Spoken by generations of Boy Scouts over the course of nearly a century, these words have joined the battle between lawyers and the Department of Defense.
The headline-making clash has left many Scouts — including thousands of adults who went through the Scout ranks decades ago — scratching their heads, wondering what could be unconstitutional about an organization basically devoted to camping, hiking and other outdoor skills.
The American Civil Liberties Union of Illinois filed a lawsuit against the department in 1999, claiming U.S. military units have unconstitutionally supported hundreds of Boy Scout troops.
The Pentagon denied the claim, but a partial settlement on Nov. 15 required leadership to remind posts worldwide not to sponsor Scout troops in their official capacity.
Of course, service members may still lead troops on their own time, and the Scouts themselves may continue holding meetings on areas of military bases that are open to anybody.
But behind the news, some are flabbergasted by the lawsuit.
“The American people know this is bogus,” said Sen. Jeff Sessions, Alabama Republican and Eagle Scout. “The Boy Scouts are not a religion. … They do nothing but good for young boys, and for the life of me I can’t understand why some of these groups have the right to tell them what their oath [should] say.”

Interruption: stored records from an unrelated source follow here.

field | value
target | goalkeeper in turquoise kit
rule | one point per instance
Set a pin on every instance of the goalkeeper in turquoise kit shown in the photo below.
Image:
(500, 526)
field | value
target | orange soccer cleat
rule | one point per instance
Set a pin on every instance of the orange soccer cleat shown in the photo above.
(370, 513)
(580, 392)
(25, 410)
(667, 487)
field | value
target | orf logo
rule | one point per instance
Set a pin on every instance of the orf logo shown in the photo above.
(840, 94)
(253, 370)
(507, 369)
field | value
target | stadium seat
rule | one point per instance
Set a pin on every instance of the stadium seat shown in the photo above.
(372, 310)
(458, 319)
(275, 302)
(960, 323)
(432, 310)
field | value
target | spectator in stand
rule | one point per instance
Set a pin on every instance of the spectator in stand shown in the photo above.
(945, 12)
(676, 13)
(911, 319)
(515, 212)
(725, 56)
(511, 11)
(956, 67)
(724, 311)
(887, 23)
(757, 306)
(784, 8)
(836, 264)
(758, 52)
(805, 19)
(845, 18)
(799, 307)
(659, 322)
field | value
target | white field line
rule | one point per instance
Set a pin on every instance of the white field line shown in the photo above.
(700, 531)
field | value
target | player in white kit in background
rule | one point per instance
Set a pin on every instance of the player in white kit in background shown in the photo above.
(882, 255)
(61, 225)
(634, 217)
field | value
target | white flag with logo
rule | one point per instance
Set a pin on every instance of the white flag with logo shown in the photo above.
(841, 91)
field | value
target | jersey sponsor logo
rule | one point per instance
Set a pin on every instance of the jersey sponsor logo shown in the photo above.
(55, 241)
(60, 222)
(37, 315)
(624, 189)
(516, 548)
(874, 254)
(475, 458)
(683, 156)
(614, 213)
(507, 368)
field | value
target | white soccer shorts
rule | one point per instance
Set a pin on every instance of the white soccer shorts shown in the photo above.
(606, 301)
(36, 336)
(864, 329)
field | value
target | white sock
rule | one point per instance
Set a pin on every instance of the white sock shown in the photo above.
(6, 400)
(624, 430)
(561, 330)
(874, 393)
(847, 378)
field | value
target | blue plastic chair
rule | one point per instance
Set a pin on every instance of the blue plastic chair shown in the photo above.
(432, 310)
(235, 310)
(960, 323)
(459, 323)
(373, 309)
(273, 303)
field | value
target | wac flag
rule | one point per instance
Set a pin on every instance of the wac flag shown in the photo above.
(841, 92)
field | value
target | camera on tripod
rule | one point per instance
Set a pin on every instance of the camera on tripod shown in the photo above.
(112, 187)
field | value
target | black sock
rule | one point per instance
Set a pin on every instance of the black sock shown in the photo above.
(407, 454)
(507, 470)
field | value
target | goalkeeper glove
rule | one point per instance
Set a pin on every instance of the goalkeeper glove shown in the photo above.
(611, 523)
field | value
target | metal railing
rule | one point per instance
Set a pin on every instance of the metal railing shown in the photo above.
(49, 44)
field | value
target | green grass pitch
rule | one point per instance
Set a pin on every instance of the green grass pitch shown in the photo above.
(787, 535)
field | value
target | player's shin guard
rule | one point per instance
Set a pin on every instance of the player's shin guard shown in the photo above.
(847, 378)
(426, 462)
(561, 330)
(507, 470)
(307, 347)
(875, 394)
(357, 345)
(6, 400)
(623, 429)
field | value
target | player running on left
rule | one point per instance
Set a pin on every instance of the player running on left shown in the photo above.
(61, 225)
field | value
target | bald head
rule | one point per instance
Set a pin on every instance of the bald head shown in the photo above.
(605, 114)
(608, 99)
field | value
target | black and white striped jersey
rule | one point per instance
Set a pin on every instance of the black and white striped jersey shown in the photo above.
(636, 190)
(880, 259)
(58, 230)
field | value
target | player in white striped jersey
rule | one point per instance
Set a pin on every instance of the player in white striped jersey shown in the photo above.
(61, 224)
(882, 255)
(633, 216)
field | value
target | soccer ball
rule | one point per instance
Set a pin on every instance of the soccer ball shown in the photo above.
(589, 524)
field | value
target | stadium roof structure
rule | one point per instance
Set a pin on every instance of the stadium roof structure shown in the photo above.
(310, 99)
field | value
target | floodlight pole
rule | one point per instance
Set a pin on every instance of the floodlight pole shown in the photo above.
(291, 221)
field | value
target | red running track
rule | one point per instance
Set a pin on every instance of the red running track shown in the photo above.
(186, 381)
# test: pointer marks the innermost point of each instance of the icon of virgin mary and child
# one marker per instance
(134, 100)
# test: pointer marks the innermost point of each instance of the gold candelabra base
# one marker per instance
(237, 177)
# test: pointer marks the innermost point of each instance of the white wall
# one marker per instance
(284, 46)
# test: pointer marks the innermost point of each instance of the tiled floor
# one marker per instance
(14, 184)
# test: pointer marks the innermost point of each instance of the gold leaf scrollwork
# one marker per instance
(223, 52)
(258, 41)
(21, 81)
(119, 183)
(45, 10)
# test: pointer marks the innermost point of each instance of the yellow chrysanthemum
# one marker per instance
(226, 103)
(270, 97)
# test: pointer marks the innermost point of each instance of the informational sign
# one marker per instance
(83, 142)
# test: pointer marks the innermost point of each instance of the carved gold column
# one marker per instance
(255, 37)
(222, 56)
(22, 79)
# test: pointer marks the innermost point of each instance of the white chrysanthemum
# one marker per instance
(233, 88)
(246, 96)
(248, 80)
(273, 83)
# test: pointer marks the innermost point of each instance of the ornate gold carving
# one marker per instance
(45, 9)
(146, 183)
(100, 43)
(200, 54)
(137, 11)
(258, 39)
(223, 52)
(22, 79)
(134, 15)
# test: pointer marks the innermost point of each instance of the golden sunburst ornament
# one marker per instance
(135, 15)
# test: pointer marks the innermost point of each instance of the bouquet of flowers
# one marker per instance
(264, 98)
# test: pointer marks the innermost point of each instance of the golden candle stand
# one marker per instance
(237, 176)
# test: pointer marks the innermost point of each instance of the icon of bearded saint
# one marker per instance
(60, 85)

More than 100 million American boys have been Scouts since the organization was chartered by Congress in 1916 with a bill signed into law by President Woodrow Wilson.

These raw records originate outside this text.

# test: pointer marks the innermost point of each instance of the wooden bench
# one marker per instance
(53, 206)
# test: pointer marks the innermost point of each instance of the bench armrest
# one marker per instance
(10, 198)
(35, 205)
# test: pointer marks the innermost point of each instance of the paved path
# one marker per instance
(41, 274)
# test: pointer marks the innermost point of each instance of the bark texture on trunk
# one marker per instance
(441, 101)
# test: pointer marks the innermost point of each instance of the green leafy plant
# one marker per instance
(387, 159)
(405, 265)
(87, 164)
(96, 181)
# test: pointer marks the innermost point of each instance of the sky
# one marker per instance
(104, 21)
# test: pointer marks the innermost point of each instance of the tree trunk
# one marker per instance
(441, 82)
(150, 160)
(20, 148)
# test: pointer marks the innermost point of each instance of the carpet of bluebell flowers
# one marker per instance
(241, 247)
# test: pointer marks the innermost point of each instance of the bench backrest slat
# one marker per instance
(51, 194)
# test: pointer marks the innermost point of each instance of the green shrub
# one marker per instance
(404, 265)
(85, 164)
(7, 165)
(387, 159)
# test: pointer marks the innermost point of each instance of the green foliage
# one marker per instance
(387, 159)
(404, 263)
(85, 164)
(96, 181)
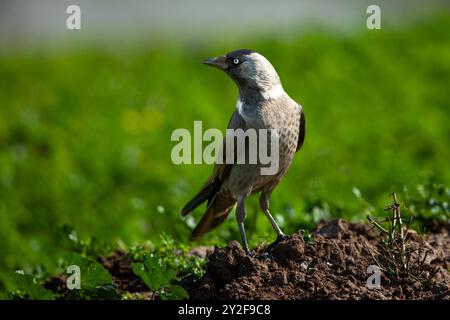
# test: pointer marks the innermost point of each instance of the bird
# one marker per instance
(262, 104)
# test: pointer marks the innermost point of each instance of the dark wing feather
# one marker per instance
(220, 173)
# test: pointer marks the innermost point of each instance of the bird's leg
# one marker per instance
(240, 215)
(264, 204)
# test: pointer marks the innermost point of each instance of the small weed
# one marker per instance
(396, 257)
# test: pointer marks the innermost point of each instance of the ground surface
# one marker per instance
(333, 265)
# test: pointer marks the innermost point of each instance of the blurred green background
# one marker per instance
(85, 133)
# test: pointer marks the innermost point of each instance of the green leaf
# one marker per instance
(179, 292)
(154, 274)
(93, 275)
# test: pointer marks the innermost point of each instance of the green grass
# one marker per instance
(85, 135)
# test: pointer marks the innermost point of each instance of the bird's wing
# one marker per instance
(220, 173)
(301, 129)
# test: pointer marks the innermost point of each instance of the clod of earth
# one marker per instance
(332, 266)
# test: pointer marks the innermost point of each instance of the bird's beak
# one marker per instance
(218, 62)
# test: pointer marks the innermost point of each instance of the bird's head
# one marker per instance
(249, 69)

Mr. Sessions is among more than 200 members of Congress who were once Boy Scouts, including 22 who became Eagles, Scouting’s highest rank — an honor shared by Secretary of Defense Donald H. Rumsfeld. There are no “former Eagle Scouts” — it is a lifetime honor, earned by fewer than 1 percent of Scouts. Among those who obtained Eagle rank were Apollo astronaut James Lovell, former NBA star and New Jersey Sen. Bill Bradley, and Texas billionaire H. Ross Perot.
The ACLU denies being part of an anti-Scout vendetta.
“It’s puzzling to me when people talk about ‘the ACLU’s lawsuit against the Boy Scouts,’” said ACLU spokesman Ed Yohnka. “We didn’t sue the Boy Scouts. … Our challenge was against government activity.”
The suit centered on the First Amendment’s so-called “EstablishmentClause,” which reads: “Congress shall make no law respecting an establishment of religion.”
Lawyers said the Defense Department violated the Constitution by officially sponsoring an organization that requires members to believe in God.
“We haven’t kicked Scouts off military bases,” Mr. Yohnka said. “That’s not the intent of the suit. It’s not the intent of our effort. Our effort is an earnest one to ensure that our leaders abide by the Constitution.”